Long as my letter, and I ought to apologize to you on this account, there are yet many matters which have come to my knowledge, in the course of the late and the present investigations which I wish to represent to Lord Sidmouth, but it will probably be necessary for me, if the management of the prosecutions is committed to my charge, to confer with the Counsel for the Crown before they leave town for the circuits,—and I will take that or some other opportunity of introducing myself to his Lordship.
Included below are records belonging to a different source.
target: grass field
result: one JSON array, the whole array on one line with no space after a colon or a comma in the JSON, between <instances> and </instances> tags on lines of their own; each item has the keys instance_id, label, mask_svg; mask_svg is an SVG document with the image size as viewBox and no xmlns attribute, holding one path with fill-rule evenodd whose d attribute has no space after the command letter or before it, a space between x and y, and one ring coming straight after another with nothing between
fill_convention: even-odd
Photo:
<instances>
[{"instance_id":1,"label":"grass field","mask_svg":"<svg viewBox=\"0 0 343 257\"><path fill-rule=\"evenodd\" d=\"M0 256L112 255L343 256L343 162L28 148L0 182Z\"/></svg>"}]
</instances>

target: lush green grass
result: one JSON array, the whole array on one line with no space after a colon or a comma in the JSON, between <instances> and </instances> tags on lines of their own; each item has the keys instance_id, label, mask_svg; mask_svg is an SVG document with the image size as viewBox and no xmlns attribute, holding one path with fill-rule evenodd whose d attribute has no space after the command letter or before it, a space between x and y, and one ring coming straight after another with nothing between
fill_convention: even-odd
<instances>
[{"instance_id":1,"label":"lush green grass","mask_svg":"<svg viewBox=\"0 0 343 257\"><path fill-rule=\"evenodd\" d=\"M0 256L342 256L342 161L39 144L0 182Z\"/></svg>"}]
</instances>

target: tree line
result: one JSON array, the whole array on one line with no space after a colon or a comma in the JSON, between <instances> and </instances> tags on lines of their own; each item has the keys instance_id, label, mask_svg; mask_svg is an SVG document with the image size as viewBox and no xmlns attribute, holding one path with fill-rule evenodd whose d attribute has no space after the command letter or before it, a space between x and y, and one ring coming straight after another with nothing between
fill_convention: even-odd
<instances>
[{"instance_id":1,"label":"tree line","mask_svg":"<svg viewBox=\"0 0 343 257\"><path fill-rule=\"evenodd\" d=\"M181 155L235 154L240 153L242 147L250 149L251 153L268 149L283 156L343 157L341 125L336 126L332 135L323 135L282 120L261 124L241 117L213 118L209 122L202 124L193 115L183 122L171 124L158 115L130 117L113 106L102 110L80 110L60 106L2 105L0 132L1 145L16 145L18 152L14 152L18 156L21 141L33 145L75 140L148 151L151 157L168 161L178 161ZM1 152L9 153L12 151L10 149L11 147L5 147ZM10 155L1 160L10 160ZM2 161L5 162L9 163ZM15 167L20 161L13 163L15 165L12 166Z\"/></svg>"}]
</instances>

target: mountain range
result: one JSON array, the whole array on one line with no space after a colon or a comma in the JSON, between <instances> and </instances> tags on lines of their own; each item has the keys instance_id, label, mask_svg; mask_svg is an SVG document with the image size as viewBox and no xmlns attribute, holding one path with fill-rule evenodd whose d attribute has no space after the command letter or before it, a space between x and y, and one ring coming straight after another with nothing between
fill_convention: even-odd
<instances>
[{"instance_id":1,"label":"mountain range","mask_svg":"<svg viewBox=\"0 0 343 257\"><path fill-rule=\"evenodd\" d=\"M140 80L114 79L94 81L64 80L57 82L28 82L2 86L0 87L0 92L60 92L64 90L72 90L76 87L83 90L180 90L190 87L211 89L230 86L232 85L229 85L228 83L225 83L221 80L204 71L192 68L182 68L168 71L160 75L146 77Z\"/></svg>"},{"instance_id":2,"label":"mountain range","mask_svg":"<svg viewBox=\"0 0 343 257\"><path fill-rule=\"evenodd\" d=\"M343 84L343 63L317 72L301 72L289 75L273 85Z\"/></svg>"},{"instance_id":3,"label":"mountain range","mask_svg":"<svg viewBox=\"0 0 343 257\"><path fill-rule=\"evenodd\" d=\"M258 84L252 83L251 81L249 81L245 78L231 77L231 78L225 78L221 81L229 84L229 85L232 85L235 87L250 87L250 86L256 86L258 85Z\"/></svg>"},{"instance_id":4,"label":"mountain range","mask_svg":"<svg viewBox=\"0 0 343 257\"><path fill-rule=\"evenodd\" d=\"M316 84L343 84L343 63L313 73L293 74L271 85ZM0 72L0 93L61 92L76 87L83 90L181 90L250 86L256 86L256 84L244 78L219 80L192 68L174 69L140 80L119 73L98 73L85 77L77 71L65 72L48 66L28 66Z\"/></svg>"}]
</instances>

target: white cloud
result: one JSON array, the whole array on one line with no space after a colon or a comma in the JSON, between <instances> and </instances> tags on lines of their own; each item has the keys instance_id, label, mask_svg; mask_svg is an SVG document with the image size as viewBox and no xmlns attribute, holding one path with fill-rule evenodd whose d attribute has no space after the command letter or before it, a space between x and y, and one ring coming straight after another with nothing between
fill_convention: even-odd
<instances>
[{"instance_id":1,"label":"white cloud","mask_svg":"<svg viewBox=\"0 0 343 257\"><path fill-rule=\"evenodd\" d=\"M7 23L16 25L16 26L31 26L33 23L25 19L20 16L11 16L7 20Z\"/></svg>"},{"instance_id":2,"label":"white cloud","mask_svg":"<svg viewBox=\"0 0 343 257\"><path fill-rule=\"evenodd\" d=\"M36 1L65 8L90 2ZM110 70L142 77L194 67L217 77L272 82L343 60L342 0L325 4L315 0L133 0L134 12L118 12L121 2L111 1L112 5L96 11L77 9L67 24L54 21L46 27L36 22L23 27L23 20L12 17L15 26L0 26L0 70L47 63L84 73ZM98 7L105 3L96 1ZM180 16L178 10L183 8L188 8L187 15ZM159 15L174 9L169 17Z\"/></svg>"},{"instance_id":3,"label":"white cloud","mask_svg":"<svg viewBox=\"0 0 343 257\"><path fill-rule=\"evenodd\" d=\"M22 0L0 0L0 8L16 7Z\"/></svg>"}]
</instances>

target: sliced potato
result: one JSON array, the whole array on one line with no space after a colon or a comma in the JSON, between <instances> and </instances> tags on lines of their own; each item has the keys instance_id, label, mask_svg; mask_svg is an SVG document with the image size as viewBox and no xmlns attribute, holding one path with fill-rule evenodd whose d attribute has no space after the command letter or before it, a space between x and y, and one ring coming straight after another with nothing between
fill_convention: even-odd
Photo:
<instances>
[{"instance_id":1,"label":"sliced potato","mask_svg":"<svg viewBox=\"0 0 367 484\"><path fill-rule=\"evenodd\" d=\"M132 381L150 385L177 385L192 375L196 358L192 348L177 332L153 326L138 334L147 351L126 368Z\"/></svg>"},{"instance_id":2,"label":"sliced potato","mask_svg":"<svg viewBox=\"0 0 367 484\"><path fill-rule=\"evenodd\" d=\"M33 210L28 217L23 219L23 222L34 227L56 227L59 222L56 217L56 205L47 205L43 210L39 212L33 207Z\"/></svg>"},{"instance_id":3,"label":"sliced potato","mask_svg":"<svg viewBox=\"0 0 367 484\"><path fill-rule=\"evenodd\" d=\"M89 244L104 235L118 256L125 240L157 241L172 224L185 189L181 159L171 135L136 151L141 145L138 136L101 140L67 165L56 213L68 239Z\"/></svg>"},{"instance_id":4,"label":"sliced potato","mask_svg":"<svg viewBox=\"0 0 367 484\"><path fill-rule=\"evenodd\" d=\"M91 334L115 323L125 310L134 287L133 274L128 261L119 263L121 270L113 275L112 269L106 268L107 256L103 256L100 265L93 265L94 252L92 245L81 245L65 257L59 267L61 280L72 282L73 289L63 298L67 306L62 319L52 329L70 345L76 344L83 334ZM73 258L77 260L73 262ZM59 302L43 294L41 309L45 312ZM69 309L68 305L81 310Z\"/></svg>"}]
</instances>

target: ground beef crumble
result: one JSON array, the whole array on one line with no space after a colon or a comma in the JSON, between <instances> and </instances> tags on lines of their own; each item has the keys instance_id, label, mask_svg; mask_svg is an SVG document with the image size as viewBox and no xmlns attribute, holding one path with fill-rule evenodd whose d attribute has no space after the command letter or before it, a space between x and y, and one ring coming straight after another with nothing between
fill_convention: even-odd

I have only to add that in the part which I have taken throughout this [illegible] I have been influenced by no consideration of professional emolument, but from a desire to lend my feeble exertions toward the suppression of the Luddite system;—and that if any other solicitor, is proposed to succeed me in this office, I shall most cheerfully resign it,—and at the same time give him my gratuitous assistance.
I have the honour to be
Your most obedt humble Servt
Mr Jefferey Lockett
P.S. I have been so interrupted whilst I have been writing that I can could not finish my letter till this morning—& the mail has now left Loughbro’
Wednesday 5th Feby
This letter was incorrectly labelled 1816 by Lockett, and the legibility of the month being difficult to ascertain means it has been incorrectly filed at the division for July 1816, HO 42/152.